Desta forma, por constituir-se com uma expressão da questão social é essencial inserir nessa monografia nossa compreensão sobre o modo de produção em que nos reproduzimos, o capitalismo e o que compreendemos como “questão social”, apoiados em determinados autores marxistas e no próprio Marx, que consideramos continuar sendo o melhor analista da sociedade capitalista.

1.1 Capitalismo e acumulação de capital: as bases da exploração

Para que o capital pudesse se fazer o “senhor” do chamado novo tempo era necessário romper uma série de correntes existentes no mundo feudal1. Do âmbito econômico ao cultural, passando pelo político e social, a modernidade representou uma revolução que incidiria sobre o cotidiano de cada habitante, a curto, médio ou longo prazo. Decerto nenhum parto ocorre sem dores, uns mais e outros menos, e o parto da nova época deixa traumas permanentes sobre o mundo todo, iniciando e se alojando na Europa e crescendo na medida em que ganha consistência e força para subsumir tudo que lhe opõe resistência ao longo do tempo.

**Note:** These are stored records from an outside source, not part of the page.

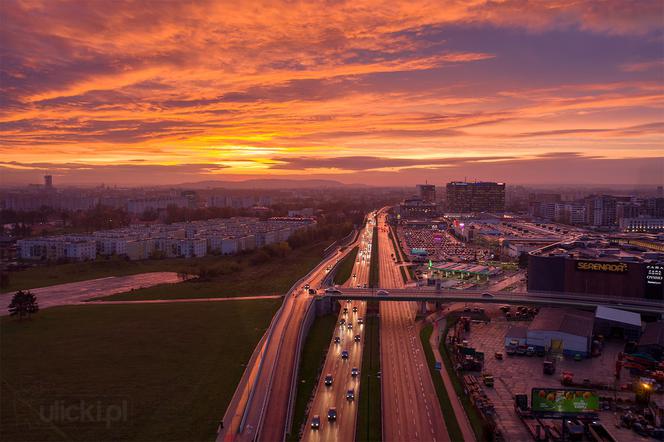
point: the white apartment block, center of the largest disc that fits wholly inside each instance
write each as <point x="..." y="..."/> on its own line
<point x="189" y="239"/>
<point x="78" y="248"/>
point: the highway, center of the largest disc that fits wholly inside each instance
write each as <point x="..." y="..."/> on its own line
<point x="534" y="298"/>
<point x="258" y="409"/>
<point x="343" y="429"/>
<point x="411" y="411"/>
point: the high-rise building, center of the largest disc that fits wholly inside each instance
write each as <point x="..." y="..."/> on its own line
<point x="464" y="197"/>
<point x="427" y="192"/>
<point x="601" y="210"/>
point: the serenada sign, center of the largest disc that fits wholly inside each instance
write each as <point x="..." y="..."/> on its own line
<point x="594" y="266"/>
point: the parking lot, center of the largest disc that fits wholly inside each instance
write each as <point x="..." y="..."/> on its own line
<point x="519" y="374"/>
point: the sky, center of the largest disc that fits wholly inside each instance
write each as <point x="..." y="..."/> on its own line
<point x="363" y="91"/>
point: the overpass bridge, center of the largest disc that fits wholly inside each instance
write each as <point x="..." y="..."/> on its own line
<point x="419" y="294"/>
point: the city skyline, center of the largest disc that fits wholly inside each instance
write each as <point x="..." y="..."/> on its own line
<point x="361" y="92"/>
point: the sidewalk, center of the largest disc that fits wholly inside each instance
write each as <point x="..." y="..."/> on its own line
<point x="459" y="411"/>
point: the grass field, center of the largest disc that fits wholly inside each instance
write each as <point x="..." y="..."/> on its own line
<point x="232" y="268"/>
<point x="476" y="421"/>
<point x="273" y="277"/>
<point x="445" y="405"/>
<point x="346" y="266"/>
<point x="170" y="368"/>
<point x="374" y="269"/>
<point x="313" y="357"/>
<point x="369" y="425"/>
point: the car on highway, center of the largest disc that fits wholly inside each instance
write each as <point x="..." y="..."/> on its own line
<point x="332" y="414"/>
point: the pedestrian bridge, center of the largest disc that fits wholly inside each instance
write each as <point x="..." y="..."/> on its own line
<point x="421" y="294"/>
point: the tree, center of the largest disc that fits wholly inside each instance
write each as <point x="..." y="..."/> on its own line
<point x="23" y="304"/>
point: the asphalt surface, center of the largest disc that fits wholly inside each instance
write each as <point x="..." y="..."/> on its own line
<point x="411" y="411"/>
<point x="343" y="429"/>
<point x="273" y="364"/>
<point x="75" y="292"/>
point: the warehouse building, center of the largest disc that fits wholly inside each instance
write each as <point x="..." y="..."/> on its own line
<point x="611" y="322"/>
<point x="563" y="331"/>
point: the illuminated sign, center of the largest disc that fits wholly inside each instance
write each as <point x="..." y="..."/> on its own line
<point x="561" y="401"/>
<point x="597" y="266"/>
<point x="654" y="274"/>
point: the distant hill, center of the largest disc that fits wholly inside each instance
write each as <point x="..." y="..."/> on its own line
<point x="268" y="183"/>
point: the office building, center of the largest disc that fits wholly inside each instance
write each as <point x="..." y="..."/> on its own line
<point x="465" y="197"/>
<point x="427" y="192"/>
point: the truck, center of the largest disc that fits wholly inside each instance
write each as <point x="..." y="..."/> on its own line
<point x="549" y="367"/>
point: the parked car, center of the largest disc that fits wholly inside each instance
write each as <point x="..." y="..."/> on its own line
<point x="549" y="367"/>
<point x="350" y="394"/>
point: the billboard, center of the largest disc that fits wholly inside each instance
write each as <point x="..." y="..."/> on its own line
<point x="564" y="401"/>
<point x="600" y="266"/>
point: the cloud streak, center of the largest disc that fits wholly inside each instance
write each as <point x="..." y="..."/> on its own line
<point x="279" y="86"/>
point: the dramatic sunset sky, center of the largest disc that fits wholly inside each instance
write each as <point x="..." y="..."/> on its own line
<point x="154" y="92"/>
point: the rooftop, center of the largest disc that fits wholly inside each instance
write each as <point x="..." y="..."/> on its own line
<point x="574" y="322"/>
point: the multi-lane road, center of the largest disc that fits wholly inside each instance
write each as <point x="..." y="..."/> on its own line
<point x="335" y="395"/>
<point x="410" y="406"/>
<point x="258" y="410"/>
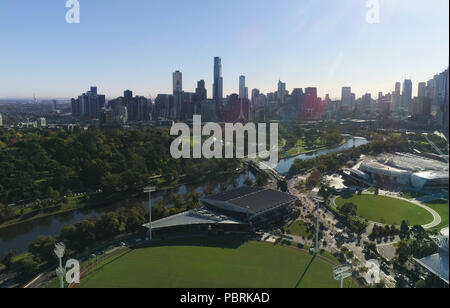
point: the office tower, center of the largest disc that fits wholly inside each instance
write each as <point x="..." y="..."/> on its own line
<point x="297" y="96"/>
<point x="218" y="82"/>
<point x="396" y="97"/>
<point x="163" y="104"/>
<point x="346" y="98"/>
<point x="200" y="95"/>
<point x="128" y="95"/>
<point x="208" y="110"/>
<point x="177" y="82"/>
<point x="407" y="95"/>
<point x="177" y="95"/>
<point x="281" y="93"/>
<point x="422" y="89"/>
<point x="88" y="105"/>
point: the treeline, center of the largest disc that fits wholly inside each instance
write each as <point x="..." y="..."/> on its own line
<point x="111" y="160"/>
<point x="90" y="233"/>
<point x="79" y="238"/>
<point x="333" y="162"/>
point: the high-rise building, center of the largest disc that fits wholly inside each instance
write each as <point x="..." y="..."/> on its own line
<point x="177" y="95"/>
<point x="88" y="105"/>
<point x="422" y="89"/>
<point x="200" y="95"/>
<point x="218" y="82"/>
<point x="397" y="97"/>
<point x="243" y="90"/>
<point x="346" y="98"/>
<point x="407" y="95"/>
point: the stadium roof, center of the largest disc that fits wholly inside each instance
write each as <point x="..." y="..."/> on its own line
<point x="194" y="217"/>
<point x="253" y="199"/>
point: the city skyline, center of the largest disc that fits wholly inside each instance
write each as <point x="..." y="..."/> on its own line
<point x="51" y="58"/>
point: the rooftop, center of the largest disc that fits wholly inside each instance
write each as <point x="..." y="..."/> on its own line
<point x="254" y="199"/>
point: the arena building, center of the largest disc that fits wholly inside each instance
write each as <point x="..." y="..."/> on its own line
<point x="239" y="210"/>
<point x="403" y="170"/>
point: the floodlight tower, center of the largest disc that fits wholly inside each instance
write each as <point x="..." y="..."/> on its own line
<point x="149" y="190"/>
<point x="59" y="252"/>
<point x="341" y="272"/>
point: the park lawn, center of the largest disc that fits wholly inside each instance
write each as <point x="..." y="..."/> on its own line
<point x="250" y="265"/>
<point x="442" y="208"/>
<point x="298" y="228"/>
<point x="387" y="210"/>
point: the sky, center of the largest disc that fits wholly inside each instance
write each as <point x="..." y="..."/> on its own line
<point x="138" y="44"/>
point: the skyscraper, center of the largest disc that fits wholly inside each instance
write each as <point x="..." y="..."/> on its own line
<point x="422" y="89"/>
<point x="407" y="95"/>
<point x="281" y="93"/>
<point x="218" y="81"/>
<point x="242" y="88"/>
<point x="177" y="94"/>
<point x="346" y="98"/>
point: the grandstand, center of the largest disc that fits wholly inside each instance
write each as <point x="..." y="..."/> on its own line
<point x="257" y="206"/>
<point x="241" y="209"/>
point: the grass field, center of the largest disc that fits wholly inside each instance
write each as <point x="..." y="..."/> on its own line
<point x="442" y="208"/>
<point x="244" y="264"/>
<point x="387" y="210"/>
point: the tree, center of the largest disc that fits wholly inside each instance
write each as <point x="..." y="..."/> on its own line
<point x="28" y="268"/>
<point x="43" y="248"/>
<point x="314" y="178"/>
<point x="248" y="182"/>
<point x="348" y="209"/>
<point x="403" y="252"/>
<point x="8" y="259"/>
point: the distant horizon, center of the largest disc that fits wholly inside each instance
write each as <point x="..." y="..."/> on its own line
<point x="305" y="43"/>
<point x="334" y="98"/>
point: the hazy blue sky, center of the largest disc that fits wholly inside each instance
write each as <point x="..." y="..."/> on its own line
<point x="137" y="44"/>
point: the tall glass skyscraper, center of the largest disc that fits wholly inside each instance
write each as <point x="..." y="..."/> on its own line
<point x="218" y="81"/>
<point x="407" y="95"/>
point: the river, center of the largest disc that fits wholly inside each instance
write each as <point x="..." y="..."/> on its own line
<point x="19" y="237"/>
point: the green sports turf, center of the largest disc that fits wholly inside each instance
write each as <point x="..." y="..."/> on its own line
<point x="387" y="210"/>
<point x="250" y="265"/>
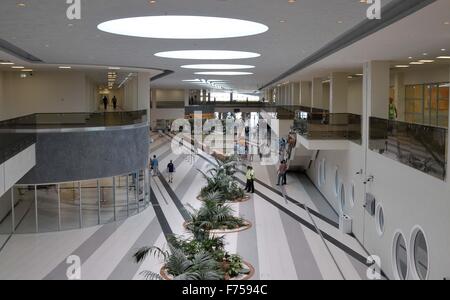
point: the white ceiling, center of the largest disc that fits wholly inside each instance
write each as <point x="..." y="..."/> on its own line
<point x="42" y="29"/>
<point x="422" y="32"/>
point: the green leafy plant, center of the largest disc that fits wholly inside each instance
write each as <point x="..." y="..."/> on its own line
<point x="215" y="215"/>
<point x="220" y="180"/>
<point x="201" y="257"/>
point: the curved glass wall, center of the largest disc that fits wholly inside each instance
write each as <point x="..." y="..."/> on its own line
<point x="74" y="205"/>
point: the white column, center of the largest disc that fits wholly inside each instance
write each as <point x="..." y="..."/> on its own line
<point x="338" y="92"/>
<point x="143" y="99"/>
<point x="399" y="83"/>
<point x="316" y="99"/>
<point x="305" y="93"/>
<point x="2" y="106"/>
<point x="296" y="93"/>
<point x="448" y="147"/>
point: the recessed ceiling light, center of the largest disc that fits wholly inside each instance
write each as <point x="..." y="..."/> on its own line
<point x="182" y="27"/>
<point x="207" y="54"/>
<point x="225" y="73"/>
<point x="218" y="67"/>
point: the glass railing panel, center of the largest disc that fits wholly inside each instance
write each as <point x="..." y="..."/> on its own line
<point x="6" y="216"/>
<point x="70" y="205"/>
<point x="323" y="126"/>
<point x="421" y="147"/>
<point x="132" y="194"/>
<point x="90" y="203"/>
<point x="107" y="211"/>
<point x="25" y="210"/>
<point x="12" y="144"/>
<point x="47" y="205"/>
<point x="75" y="120"/>
<point x="121" y="197"/>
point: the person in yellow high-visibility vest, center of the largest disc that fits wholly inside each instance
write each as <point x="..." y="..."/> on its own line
<point x="250" y="175"/>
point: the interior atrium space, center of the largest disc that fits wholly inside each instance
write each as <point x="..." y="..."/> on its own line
<point x="258" y="141"/>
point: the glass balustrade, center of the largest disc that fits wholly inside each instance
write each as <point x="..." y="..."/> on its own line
<point x="74" y="120"/>
<point x="74" y="205"/>
<point x="421" y="147"/>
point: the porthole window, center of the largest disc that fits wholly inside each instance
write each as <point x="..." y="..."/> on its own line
<point x="319" y="173"/>
<point x="400" y="257"/>
<point x="336" y="182"/>
<point x="342" y="198"/>
<point x="419" y="254"/>
<point x="379" y="215"/>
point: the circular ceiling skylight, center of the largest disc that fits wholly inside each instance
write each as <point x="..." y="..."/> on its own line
<point x="182" y="27"/>
<point x="225" y="73"/>
<point x="218" y="67"/>
<point x="207" y="54"/>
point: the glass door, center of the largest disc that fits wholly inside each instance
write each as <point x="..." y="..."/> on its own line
<point x="430" y="107"/>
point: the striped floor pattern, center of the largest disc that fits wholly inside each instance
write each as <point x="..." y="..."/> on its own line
<point x="294" y="236"/>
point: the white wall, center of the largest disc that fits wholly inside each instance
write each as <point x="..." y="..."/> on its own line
<point x="424" y="75"/>
<point x="355" y="96"/>
<point x="130" y="95"/>
<point x="409" y="198"/>
<point x="44" y="92"/>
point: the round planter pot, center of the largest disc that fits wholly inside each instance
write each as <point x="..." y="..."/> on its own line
<point x="239" y="200"/>
<point x="167" y="276"/>
<point x="225" y="231"/>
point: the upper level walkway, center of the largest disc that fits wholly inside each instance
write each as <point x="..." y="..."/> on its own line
<point x="293" y="237"/>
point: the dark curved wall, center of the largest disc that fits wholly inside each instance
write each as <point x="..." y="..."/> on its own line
<point x="62" y="157"/>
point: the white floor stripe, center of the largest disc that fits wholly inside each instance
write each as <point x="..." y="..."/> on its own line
<point x="105" y="259"/>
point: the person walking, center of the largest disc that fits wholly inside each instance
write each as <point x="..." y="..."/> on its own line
<point x="171" y="170"/>
<point x="114" y="100"/>
<point x="250" y="175"/>
<point x="105" y="102"/>
<point x="282" y="170"/>
<point x="155" y="166"/>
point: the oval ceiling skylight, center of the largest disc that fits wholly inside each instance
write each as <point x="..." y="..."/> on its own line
<point x="207" y="54"/>
<point x="225" y="73"/>
<point x="217" y="67"/>
<point x="182" y="27"/>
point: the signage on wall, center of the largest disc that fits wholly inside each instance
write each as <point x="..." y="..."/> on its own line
<point x="73" y="12"/>
<point x="374" y="10"/>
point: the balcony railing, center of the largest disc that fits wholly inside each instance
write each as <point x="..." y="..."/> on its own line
<point x="12" y="144"/>
<point x="421" y="147"/>
<point x="326" y="126"/>
<point x="74" y="120"/>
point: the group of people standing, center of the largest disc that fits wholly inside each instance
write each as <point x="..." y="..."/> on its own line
<point x="154" y="167"/>
<point x="105" y="101"/>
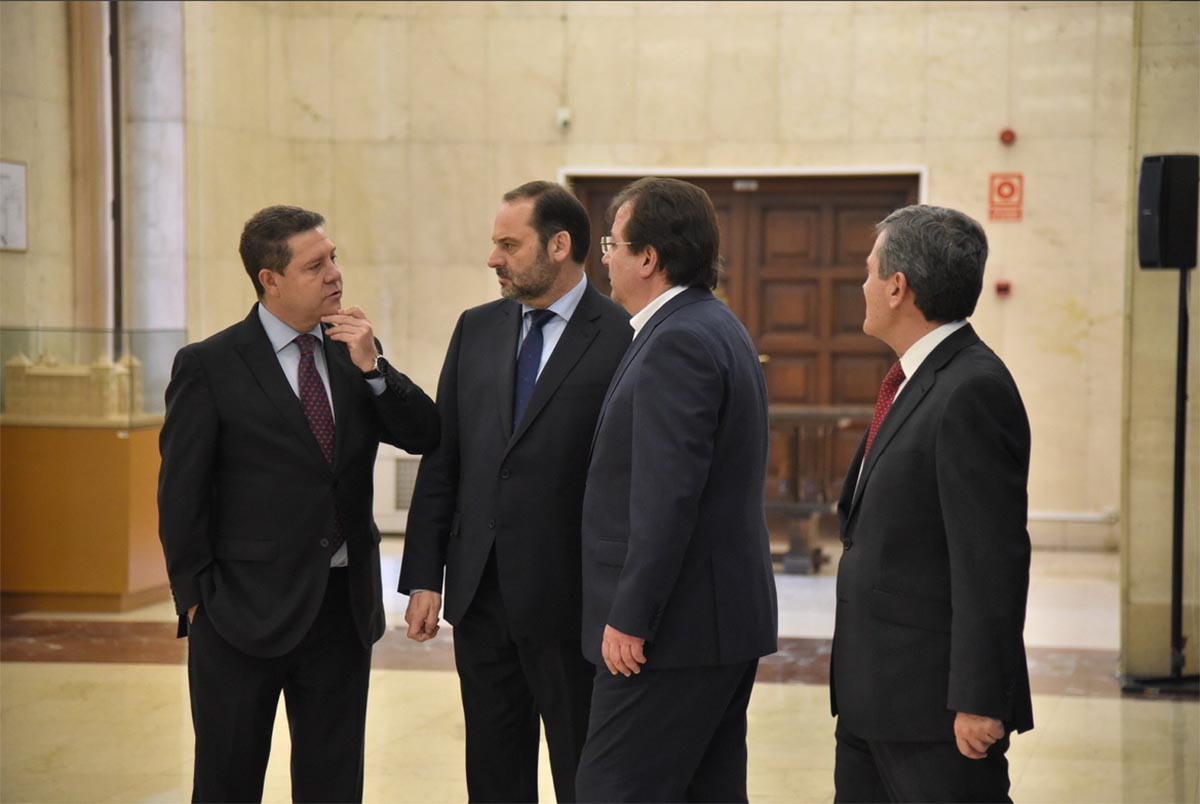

Os primórdios desse tempo nos remetem aos primeiros passos que se dá no interior da antiguidade para a constituição de comércios, a partir da inserção de novas tecnologias no campo, que gera a expulsão de camponeses para as cidades à procura de meios de sustento próprio, carregando consigo apenas o seu corpo. Aqui temos o início da constituição da chamada Indústria Moderna, com o desenvolvimento gradual de meios e técnicas de transformação da natureza e grandes avanços científicos que permitem maiores descobertas sobre o mundo e sobre a própria humanidade. Papel central teve a chamada acumulação primitiva, que dá o alicerce da forma capitalista de acumular, arrancando os produtores de seus meios de produção e lhes dando a “liberdade” de transitar pelo território somente com sua força de trabalho a ser utilizada pelos novos “senhores”, os capitalistas, donos das indústrias, provedores do novo tipo de servidão: a “servidão assalariada”, melhor conhecida como exploração capitalista.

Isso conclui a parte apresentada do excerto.